Looking at other aspects of precision medicine development, researchers found these drugs took marginally longer to develop and the trials enrolled about a quarter more patients than studies for traditional drugs, though these findings weren't statistically significant. Precision oncology medicines also captured 51.4 percent market share in annual sales compared to non-precision oncology medicines.

While these precision therapies may be less expensive for drugmakers to bring to market, many patients still struggle to access these treatments due to high list prices and difficulties getting insurers to cover the drugs or companion tests.

Henderson and his team suggested in their paper that the savings companies incur in developing precision cancer medicines could be reinvested into efforts to increase patients' access to companion molecular tests and into establishing pricing schemes that facilitate equitable access to the drugs.

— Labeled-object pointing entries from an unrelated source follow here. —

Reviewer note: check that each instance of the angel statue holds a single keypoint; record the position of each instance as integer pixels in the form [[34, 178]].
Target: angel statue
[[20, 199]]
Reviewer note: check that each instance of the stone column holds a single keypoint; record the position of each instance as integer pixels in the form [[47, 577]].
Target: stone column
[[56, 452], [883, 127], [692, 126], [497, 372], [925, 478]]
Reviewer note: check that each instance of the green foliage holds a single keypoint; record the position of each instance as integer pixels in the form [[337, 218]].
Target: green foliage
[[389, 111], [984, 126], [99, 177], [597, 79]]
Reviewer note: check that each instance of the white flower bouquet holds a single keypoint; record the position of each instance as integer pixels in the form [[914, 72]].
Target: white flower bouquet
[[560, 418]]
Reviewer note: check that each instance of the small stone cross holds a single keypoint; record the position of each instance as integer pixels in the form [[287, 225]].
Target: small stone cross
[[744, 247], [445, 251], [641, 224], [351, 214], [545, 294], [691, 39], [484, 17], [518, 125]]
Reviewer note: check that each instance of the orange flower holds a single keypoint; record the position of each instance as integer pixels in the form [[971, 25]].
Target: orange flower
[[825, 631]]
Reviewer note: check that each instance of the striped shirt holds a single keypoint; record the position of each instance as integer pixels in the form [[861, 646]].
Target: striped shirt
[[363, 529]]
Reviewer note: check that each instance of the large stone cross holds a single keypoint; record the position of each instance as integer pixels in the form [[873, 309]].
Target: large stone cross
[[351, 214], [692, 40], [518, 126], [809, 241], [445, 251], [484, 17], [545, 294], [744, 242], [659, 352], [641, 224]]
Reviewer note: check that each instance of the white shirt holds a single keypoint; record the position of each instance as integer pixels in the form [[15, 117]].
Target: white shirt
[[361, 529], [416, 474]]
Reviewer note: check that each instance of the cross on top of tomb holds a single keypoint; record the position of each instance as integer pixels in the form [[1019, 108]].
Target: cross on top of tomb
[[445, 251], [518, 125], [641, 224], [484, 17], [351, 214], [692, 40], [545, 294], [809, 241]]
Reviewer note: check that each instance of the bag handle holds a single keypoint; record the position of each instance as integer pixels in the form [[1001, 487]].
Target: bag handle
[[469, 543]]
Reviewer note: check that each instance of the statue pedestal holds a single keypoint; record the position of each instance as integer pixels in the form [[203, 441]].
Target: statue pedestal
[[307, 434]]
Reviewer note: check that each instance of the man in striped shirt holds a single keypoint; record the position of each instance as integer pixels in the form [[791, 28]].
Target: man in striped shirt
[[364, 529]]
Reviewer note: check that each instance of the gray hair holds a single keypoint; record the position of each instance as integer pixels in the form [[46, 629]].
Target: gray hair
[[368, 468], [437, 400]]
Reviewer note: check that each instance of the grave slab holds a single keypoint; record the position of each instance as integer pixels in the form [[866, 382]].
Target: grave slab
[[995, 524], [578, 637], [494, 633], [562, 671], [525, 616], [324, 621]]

The researchers also called for greater transparency from companies on how they report R&D costs for drugs in their pipeline. Henderson noted that the smaller pharmas tended to report R&D costs in greater detail, while bigger firms only report sales figures.

Henderson and his team are continuing to explore how precision oncology medicines are impacting drug development and market dynamics. They are currently analyzing how quickly precision and non-precision cancer drugs in Europe achieve reimbursement. Preliminary findings from that study suggest that precision oncology medicines have a shorter time from regulatory approval to reimbursement in Europe than one-size-fits-all cancer drugs do, Henderson said.

"We're asking for more transparent accounting, so we, as outsiders, can track the data more easily and see where they're having problems with R&D," he said. "By comparing costs with other companies or other countries, we could come up with some solutions on how they can streamline or improve the R&D process."